Thursday, May 10, 2007

Pediatric Hypertension: Sleep-Disordered Breathing

Pediatric Hypertension Is Linked To Sleep-Disordered Breathing
SAN ANTONIO — Hypertension in children and adolescents may constitute a novel risk factor for sleep-disordered breathing, Dr. Alisa A. Acosta said at a meeting of the American Heart Association Council for High Blood Pressure Research.
“At this point, there is no indication to refer patients with only hypertension for a sleep study. However, our study does reinforce recommendations from the National Heart, Lung, and Blood Institute's working group for blood pressure in children and adolescents to screen for sleep-disordered breathing risk factors in pediatric patients with systemic hypertension, especially if they're obese.” according to Dr. Acosta of the University of Texas, Houston.
At the university's pediatric hypertension clinic, physicians have begun routinely screening hypertensive patients for sleep-disordered breathing (SDB) risk factors and symptoms. If positive for even one, the patient is referred for a sleep study, as were 26 of the last 350 (7%) screened patients.

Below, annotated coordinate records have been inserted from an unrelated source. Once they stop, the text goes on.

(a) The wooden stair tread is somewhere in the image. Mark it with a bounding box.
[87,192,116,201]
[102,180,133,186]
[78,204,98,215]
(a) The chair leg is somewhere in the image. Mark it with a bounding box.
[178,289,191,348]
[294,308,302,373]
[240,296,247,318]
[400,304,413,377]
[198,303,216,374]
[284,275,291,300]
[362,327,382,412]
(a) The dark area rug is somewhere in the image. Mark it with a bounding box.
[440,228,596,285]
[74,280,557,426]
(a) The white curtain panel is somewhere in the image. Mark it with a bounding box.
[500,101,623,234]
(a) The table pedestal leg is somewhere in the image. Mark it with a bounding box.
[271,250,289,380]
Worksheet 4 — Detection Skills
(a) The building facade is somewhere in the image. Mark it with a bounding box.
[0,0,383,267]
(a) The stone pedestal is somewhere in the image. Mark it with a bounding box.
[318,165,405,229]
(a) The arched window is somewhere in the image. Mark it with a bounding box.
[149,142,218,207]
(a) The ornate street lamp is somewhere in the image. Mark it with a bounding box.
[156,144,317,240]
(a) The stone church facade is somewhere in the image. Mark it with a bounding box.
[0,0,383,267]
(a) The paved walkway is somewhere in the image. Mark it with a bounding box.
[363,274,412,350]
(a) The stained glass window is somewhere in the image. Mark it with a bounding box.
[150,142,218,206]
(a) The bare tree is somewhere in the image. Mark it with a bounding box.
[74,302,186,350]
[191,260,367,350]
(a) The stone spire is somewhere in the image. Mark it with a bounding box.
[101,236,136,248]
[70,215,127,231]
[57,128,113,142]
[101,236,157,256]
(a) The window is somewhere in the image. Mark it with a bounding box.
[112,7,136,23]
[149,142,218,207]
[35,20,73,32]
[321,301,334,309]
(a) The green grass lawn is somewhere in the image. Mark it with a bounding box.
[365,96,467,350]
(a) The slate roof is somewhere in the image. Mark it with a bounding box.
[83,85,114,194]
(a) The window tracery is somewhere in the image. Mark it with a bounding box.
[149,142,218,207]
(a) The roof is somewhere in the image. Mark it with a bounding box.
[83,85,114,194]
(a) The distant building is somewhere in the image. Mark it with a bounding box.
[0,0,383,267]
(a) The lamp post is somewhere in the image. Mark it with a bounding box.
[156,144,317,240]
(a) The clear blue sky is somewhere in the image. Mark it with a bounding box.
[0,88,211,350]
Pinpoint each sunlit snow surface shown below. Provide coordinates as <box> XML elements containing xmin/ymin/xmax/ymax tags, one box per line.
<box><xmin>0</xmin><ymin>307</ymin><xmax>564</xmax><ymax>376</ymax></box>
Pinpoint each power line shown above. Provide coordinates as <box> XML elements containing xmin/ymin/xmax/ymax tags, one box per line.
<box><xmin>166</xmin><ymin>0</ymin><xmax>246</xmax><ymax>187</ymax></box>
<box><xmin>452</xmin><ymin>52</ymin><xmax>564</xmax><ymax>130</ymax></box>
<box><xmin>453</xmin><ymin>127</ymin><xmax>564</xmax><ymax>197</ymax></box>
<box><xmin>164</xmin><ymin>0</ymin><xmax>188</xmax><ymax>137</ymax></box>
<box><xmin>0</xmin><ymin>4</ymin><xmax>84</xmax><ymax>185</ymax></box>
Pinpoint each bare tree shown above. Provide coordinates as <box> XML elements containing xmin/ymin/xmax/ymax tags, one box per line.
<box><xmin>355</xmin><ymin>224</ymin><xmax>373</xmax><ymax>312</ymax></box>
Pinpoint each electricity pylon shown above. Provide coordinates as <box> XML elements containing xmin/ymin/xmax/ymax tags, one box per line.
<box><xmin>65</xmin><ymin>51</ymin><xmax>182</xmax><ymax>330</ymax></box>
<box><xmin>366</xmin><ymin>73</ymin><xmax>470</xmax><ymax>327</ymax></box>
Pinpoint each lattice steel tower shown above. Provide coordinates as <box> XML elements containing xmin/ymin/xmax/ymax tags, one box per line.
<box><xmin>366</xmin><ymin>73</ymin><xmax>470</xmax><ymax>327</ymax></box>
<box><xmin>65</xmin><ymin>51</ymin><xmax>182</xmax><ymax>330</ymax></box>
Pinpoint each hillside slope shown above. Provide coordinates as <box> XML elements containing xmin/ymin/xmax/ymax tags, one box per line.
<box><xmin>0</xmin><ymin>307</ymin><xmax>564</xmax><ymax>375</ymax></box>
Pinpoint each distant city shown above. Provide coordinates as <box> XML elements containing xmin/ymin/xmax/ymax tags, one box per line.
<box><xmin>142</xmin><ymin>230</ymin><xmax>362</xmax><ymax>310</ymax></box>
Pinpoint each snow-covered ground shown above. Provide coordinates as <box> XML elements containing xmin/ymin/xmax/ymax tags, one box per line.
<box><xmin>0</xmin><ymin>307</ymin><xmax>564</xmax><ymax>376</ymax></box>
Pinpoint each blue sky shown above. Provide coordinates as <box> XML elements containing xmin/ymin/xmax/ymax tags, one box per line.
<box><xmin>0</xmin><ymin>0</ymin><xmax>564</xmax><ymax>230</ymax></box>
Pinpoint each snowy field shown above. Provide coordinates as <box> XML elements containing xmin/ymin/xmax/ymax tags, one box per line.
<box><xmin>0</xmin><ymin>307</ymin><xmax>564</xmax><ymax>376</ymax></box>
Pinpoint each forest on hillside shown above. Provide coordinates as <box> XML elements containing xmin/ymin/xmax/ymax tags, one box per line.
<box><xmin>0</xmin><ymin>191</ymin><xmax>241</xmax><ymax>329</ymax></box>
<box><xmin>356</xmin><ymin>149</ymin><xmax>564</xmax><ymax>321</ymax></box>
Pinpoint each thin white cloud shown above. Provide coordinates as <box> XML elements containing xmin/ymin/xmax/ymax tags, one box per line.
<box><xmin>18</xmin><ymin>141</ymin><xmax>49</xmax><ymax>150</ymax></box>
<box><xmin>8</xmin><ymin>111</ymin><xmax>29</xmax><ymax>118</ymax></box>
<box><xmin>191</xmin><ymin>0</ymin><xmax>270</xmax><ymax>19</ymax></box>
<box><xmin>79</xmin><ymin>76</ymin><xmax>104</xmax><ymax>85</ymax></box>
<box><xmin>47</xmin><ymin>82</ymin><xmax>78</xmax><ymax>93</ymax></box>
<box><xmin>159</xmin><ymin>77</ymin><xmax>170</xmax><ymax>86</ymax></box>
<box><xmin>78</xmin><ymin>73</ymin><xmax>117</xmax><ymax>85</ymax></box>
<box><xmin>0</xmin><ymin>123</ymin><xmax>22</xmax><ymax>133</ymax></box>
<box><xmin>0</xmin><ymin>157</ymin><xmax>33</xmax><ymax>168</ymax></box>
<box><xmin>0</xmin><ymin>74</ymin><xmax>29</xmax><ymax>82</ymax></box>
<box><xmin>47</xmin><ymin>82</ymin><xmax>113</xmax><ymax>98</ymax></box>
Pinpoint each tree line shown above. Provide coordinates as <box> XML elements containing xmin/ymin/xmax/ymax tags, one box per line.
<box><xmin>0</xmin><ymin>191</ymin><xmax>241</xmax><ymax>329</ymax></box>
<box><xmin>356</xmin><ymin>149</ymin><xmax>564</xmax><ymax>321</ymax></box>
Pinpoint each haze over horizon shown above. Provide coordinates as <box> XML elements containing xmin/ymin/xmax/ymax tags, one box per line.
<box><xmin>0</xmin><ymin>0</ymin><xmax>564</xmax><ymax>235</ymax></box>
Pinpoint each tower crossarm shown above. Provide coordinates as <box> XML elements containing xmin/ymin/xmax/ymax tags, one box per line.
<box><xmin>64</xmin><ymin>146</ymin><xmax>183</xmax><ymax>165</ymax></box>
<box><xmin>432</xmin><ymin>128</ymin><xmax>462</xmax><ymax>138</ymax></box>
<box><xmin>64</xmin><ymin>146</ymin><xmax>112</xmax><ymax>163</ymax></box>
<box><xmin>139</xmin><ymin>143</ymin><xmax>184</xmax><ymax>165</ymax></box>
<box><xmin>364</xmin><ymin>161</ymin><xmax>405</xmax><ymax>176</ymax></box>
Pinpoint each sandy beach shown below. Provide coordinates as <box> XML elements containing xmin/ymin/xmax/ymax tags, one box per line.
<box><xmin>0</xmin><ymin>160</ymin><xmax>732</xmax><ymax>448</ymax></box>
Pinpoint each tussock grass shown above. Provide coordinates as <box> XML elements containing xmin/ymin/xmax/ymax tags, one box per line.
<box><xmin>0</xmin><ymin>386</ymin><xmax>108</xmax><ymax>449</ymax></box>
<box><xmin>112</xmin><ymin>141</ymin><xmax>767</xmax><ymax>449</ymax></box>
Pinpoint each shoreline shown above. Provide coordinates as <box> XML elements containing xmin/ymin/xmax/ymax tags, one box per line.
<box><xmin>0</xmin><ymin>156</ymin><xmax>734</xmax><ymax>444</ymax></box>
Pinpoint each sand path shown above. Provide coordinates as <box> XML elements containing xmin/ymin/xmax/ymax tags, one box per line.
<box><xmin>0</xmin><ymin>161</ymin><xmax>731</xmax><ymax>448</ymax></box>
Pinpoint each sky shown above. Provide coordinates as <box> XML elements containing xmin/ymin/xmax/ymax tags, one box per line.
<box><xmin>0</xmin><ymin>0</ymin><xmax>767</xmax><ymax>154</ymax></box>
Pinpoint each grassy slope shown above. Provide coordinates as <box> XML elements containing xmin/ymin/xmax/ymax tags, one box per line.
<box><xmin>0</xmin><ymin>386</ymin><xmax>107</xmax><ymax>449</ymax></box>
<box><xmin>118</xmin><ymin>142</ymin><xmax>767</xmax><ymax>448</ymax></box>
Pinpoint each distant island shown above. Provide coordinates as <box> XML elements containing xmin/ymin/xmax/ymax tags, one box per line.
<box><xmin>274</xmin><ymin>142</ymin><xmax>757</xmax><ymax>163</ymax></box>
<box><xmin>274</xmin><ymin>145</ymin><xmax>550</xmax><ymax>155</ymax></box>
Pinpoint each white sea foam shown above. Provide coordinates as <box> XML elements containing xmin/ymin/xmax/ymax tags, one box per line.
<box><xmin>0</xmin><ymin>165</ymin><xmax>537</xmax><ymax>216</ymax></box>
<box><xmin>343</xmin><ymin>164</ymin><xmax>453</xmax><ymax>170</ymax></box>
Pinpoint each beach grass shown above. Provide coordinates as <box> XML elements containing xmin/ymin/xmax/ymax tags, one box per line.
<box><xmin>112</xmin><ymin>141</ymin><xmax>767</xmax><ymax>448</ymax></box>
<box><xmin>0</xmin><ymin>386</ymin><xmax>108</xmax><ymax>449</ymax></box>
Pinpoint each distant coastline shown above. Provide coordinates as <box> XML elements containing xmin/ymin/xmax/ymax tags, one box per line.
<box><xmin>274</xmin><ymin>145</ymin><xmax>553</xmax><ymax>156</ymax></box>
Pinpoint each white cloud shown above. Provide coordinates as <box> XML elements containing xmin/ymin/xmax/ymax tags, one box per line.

Of those 26 patients (mean age 12.6 years), 20 actually underwent overnight polysomnography, of whom 12 (60%) proved to have some form of SDB. Eight patients had obstructive sleep apnea, defined as more than one obstructive apnea episode per hour. Three patients had obstructive hypoventilation, diagnosed by a maximum PCO2 greater than 53 torr during sleep and/or greater than 50 torr during more than 10% of sleep.
One patient had hypopnea, marked by a greater than 50% reduction in airflow with a 4% decrease in oxygen saturation and/or a 25% drop in heart rate.
In contrast to the observed 60% prevalence of SDB in this study, the prevalence in the general pediatric population has been estimated at 2%–3%.